Village in County Westmeath, Ireland

Glassan or Glasson is a small village in rural County Westmeath, Ireland. It is 10 km north of Athlone, on the N55 national secondary road, not far from the shores of Lough Ree. As of the 2022 census, Glassan had a population of 218.

==History and layout==
The village, sometimes known as "the village of the roses", was established and laid out to serve Waterstown House, the remnants of which is located on a hill south east of the village. The Harris-Temple family lived in Waterstown House which was built in the 1740s. The village was laid out as a straight street without a central square or common. At the south end the school was built to educate the children of the employees of the big house. This school was built for Isabella Harris who believed that education was one of the elements which could prevent the repetition of the distress experienced during the Great Famine of the 1840s.

The core of the village consists of a late 18th/early 19th century terrace of two-storey rose-covered houses. Modern residential developments took place on all approaches to the village in the late 20th and early 21st centuries.

A small river, the River Tullaghan, flows through the northern end of the village and then flows south to Killinure Lough, a part of Lough Ree. The village is overlooked by Caraun Hill.
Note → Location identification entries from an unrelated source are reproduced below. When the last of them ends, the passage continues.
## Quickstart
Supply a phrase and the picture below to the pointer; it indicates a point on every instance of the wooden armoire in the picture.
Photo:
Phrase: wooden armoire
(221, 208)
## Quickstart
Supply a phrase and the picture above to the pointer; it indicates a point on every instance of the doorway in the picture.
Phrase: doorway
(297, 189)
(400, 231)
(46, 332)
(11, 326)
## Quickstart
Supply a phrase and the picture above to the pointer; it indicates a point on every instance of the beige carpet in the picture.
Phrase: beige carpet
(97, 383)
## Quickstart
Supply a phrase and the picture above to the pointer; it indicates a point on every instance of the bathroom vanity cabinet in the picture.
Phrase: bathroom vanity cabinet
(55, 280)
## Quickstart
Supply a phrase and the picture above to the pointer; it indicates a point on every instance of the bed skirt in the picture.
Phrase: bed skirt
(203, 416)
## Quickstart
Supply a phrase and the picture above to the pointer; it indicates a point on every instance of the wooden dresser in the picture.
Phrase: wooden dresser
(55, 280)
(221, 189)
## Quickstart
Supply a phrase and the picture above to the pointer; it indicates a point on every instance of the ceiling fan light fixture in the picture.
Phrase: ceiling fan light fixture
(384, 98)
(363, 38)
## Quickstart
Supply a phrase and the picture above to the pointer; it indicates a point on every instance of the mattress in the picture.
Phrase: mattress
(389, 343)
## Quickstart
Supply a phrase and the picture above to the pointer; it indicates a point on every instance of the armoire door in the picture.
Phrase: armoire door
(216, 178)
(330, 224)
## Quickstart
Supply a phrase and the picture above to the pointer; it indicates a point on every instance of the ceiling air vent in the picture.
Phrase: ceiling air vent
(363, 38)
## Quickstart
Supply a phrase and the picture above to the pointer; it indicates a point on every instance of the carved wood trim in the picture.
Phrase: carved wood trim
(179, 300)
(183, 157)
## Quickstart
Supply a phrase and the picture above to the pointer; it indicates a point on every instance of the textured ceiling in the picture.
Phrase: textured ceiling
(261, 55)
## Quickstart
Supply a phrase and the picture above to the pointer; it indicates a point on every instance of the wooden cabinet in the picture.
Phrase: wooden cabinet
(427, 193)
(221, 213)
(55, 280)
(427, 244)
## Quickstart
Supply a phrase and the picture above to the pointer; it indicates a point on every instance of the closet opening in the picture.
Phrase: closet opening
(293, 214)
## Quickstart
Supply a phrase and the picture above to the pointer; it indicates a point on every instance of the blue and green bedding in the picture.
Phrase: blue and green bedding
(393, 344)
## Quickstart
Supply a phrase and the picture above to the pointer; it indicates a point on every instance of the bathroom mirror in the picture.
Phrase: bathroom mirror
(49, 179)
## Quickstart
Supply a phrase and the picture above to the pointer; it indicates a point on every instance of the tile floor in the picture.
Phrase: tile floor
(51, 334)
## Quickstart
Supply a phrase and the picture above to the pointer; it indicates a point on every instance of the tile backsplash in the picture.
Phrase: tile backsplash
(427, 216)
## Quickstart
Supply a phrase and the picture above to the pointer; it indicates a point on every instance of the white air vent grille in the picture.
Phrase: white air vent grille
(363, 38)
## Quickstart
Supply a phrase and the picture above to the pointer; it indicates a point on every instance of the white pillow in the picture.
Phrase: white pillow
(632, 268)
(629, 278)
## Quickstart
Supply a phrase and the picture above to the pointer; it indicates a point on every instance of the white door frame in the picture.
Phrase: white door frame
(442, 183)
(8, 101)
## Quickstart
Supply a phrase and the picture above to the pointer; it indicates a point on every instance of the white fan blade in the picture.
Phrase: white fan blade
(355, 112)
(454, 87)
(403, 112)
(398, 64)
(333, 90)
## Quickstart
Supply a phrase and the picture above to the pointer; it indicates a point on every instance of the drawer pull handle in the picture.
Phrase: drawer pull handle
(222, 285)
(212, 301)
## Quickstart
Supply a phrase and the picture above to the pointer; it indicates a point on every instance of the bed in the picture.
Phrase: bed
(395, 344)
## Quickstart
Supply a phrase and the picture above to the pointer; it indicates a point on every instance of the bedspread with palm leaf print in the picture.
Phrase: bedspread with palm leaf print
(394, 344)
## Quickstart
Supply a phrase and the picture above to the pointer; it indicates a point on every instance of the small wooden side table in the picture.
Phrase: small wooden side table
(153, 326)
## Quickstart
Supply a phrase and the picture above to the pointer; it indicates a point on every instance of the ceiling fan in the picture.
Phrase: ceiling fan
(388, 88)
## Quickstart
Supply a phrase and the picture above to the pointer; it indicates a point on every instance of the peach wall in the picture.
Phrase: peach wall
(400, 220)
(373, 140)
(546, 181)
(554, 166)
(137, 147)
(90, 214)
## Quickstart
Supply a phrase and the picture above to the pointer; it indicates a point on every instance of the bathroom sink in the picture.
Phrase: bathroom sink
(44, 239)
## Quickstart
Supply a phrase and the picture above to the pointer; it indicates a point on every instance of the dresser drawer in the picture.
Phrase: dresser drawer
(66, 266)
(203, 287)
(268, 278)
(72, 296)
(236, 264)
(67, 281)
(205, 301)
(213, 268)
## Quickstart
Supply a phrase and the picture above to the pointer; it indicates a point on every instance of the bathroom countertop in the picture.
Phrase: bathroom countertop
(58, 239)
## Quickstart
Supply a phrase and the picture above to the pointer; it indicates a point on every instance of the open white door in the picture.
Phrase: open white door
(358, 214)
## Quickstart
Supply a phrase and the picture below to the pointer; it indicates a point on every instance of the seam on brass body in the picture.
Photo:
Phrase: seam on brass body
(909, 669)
Close to the village, in an area which was originally the deer park of the Waterstown demesne, is Wine Port - so named because wine was brought from France and Spain by boat and landed here, and brought to the cellars under the house by cart.

==Amenities==
Services and businesses in the village include two pubs, both with restaurants, a restaurant in the old Garda barracks, a hairdresser, Garda station, automotive sales and repair garages, a heritage/community centre (in the old school house), service station and supermarket, a number of B&Bs, a concrete works, a stonemason's workshop, a defunct petty sessions court house, a former Royal Irish Constabulary barracks, a dispensary operated by the Health Board.

Glassan also hosts two fox hunts; namely the Glassan Farmers Hunt and the South Westmeath Harriers.

==Waterston House==
The village of Glasson was built to service Waterston House, home of the Temple-Harris family. It is one of a number of Irish villages which were built to service an estate, or 'Big House'. Other examples include Celbridge (associated with Castletown House), Westport (Westport House) and Durrow (Durrow Castle).

All that remains of Waterston House is a corner of two of the original facades, the remains of the house basement, the farmyard, the walled garden, a pigeon loft and some minor structures. What is lost is the rest of the house, the decorative terraced gardens, the castle on an island on the lake, the canals, woods, and shipyards.